We were not heading to Zion for any extreme hiking with our toddler in tow, but still enjoyed its monumental beauty and dramatic landscape. If you are feeling adventurous, check out what it is like to hike the narrows trail!

We liked driving in from the East entrance.  The landscape is completely different than the rest of the world, I’d never seen rock formations like this.  In my mind, this is what the world looked like while the dinosaurs roamed.

Where to Stay between Zion & Bryce

We stayed in Orderville, which was conveniently situated between the two parks.   We found a Yurt on Airbnb which was quite a cool ‘glamping’ experience. 

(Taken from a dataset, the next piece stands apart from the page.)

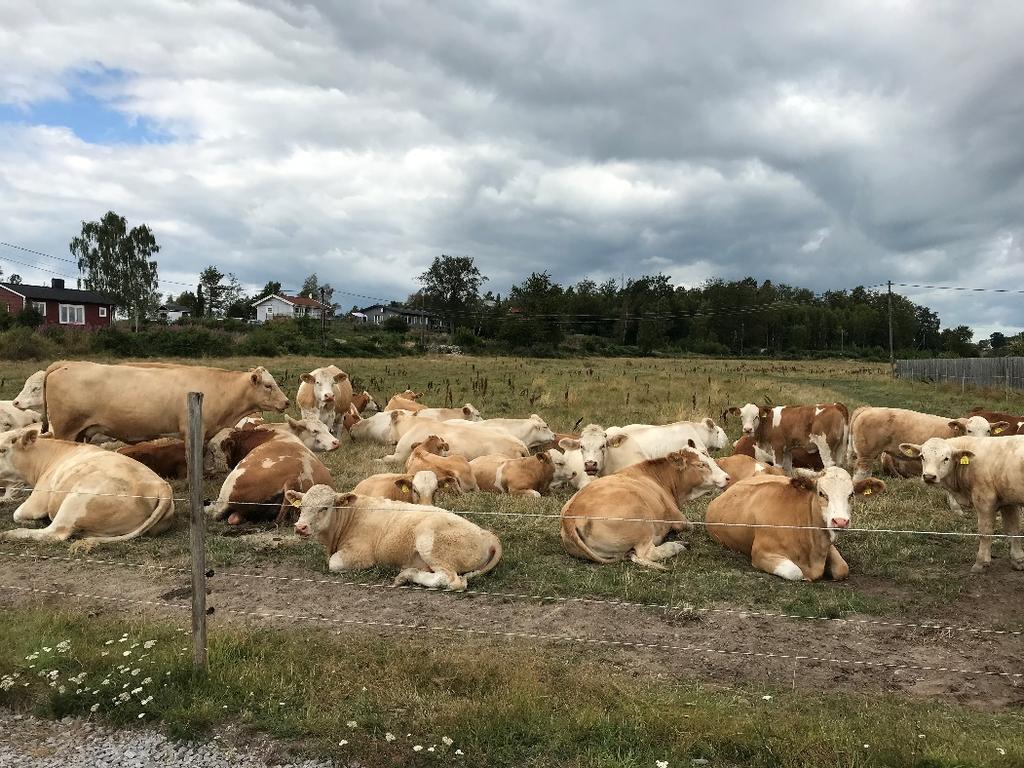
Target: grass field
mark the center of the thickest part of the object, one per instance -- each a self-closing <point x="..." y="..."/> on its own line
<point x="518" y="707"/>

It was close to 20 degrees overnight, but we were still warm enough!


General National Park Tips

  1. If you plan on visiting at least 2-3 parks, buy the annual pass. It is 80 USD and the card is able to be signed and used by two different people. It’s valid for one year from the date of purchase.
  2. Stop in the visitors center when you arrive. The rangers are always helpful and will provide updates on latest trail conditions and any areas that are closed.
  3. We like buying souvenir postcards, they are a great way to remember the trip and there are some really cool retro-graphic ones available.
  4. Be sure to stamp your postcard or some piece of paper with the park specific stamp. You will find a small kiosk inside each visitor center that has the stamps.
  5. If you have small children you can get a junior ranger activity book from the centers which will help direct some activities for your kids.

Photography – Getting the Right Shot

Camera phones offer the easiest and most convenient way to take pictures on your adventures. With most photos never being printed and rarely viewed other than on a phone or computer there is really no need to pack a ton of fancy camera equipment.

Leverage your cameras filter settings and especially panorama if you have it. This creates some unique shots that people will enjoy more than just another picture of a tree. If you are going to pack a DSLR, Troy recommends a few pieces of gear:

  1. A wide angle lens: This will give you some of the best shots and incorporate a lot more in your image, to truly capture what you’re seeing IRL from where you stand.
  2. A polarizing filter: There are a lot of contrasts between the sky and the scenery, having the filter will allow you to darken the sky and get the right balance of light in your shots.
  3. A tripod: The stars are amazing at night, but without a tripod you’ll end up with blur like our photo above trying to prop the camera on rocks.